Laisse la rue à ceux que leur âme importune.

ALBERT SAMAIN.

«Et pourquoi une, se disait-il, quand il y a les autres? Quel commandement primitif me destina celle-ci, au lieu de celle-là? Je ne serai pas l'esclave d'une chair unique; je veux que mon désir divague, je veux le lâcher vers les inconnues par des routes inconnues…»

Son imagination malade souffrait très réellement de la multiplicité des femmes et parfois une fièvre d'érotisme cérébral le surexcitait à crier, tout à fait hors de propos: «Il y en a trop!

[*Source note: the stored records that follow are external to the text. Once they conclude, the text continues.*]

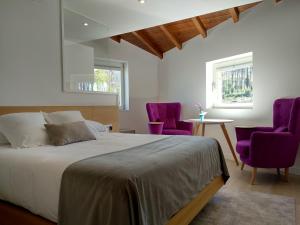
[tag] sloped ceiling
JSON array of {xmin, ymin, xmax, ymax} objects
[
  {"xmin": 110, "ymin": 2, "xmax": 262, "ymax": 59},
  {"xmin": 63, "ymin": 0, "xmax": 262, "ymax": 39}
]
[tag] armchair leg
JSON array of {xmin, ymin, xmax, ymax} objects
[
  {"xmin": 277, "ymin": 168, "xmax": 280, "ymax": 176},
  {"xmin": 284, "ymin": 168, "xmax": 289, "ymax": 182},
  {"xmin": 241, "ymin": 163, "xmax": 245, "ymax": 171},
  {"xmin": 251, "ymin": 168, "xmax": 257, "ymax": 185}
]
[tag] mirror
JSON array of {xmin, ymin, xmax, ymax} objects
[{"xmin": 61, "ymin": 0, "xmax": 128, "ymax": 109}]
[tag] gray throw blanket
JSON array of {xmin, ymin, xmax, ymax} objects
[{"xmin": 58, "ymin": 136, "xmax": 229, "ymax": 225}]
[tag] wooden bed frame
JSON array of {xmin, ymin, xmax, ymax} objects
[{"xmin": 0, "ymin": 106, "xmax": 224, "ymax": 225}]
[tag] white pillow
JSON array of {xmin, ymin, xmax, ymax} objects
[
  {"xmin": 0, "ymin": 132, "xmax": 9, "ymax": 144},
  {"xmin": 0, "ymin": 112, "xmax": 49, "ymax": 148},
  {"xmin": 85, "ymin": 120, "xmax": 107, "ymax": 132},
  {"xmin": 43, "ymin": 111, "xmax": 85, "ymax": 124},
  {"xmin": 85, "ymin": 120, "xmax": 108, "ymax": 139}
]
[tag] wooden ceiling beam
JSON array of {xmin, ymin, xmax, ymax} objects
[
  {"xmin": 191, "ymin": 17, "xmax": 207, "ymax": 38},
  {"xmin": 159, "ymin": 25, "xmax": 182, "ymax": 50},
  {"xmin": 111, "ymin": 35, "xmax": 121, "ymax": 43},
  {"xmin": 229, "ymin": 7, "xmax": 239, "ymax": 23},
  {"xmin": 111, "ymin": 2, "xmax": 260, "ymax": 56},
  {"xmin": 132, "ymin": 31, "xmax": 163, "ymax": 59}
]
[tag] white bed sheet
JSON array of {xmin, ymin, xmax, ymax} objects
[{"xmin": 0, "ymin": 133, "xmax": 166, "ymax": 222}]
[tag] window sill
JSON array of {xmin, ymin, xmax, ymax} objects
[
  {"xmin": 64, "ymin": 90, "xmax": 119, "ymax": 96},
  {"xmin": 212, "ymin": 104, "xmax": 253, "ymax": 109}
]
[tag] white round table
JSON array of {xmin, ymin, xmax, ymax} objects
[{"xmin": 186, "ymin": 118, "xmax": 238, "ymax": 166}]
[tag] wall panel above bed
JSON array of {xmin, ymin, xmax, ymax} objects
[{"xmin": 0, "ymin": 106, "xmax": 119, "ymax": 132}]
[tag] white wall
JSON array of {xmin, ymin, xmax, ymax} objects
[
  {"xmin": 158, "ymin": 0, "xmax": 300, "ymax": 173},
  {"xmin": 84, "ymin": 39, "xmax": 159, "ymax": 133}
]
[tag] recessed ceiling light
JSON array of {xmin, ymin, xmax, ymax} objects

Il y en a trop!»

Il aurait voulu résumer sur des lèvres élues toute l'essence du Féminin et la boire d'un baiser,—et l'accomplissement de son désir néronien eût tué le Désir aussi sûrement qu'on tue les roses en coupant le rosier et qu'on tue les sourires en tranchant la tête.

Aspirer d'une seule prise d'haleine le dernier souffle de l'Amour, le dernier parfum de la Vie et toute sa fécondité, maîtriser la dernière volonté de l'âme et sa dernière volupté!

Ces crises de déraison le prostraient; puis il riait de sa fantaisie pour ne pas avoir peur de sa folie: le dévergondage s'apaisait alors en d'innocents rêves; il jugeait son amie décidément adorable, la seule, celle qui vaut toutes les autres, et il la louait de confirmer si absolument, par un sourire indécis, le néant mystérieux et délicieux de ses paroles:

«Ta magnifique inintelligence, lui disait-il, te rapproche de l'Infini; tu fraternises avec l'Absolu, et le rien qui se meurt dans tes yeux, pareil à la lumière d'une étoile abolie, me prouve qu'on peut à la fois être et ne pas être…

Et le Néant m'a fait une âme comme lui.

«… Mais comprends ce que cela signifie: qu'en n'étant rien, tu es tout,—et toutes.»

Volontiers, la pauvre amie l'eût jeté à la porte, mais elle le craignait, et il profitait de sa peur pour lui égrener le chapelet des fugitives.

C'était la forme seconde de sa folie.

Il disait:

«Ah! toutes celles qui sont en toi, je vais te les réciter. Je les ai vues, je les ai prises, je les ai mises en toi: ce sont les femmes de la rue, les femmes qui passent, les inconnues qui s'en vont, on ne sait où elles vont, qui s'en vont par des chemins inconnus. Elles sont en toi, mais tu n'en sais rien, et moi, le sais-je—puisque si je te touche elles se libèrent de toi et s'en retournent vers leurs mystères. Celles qui sont en toi vraiment n'y sont pas: c'est rêver qu'on rêve—et je n'ai dit cela, ma chère, que par politesse, pour soustraire tout prétexte à ta légitime jalousie.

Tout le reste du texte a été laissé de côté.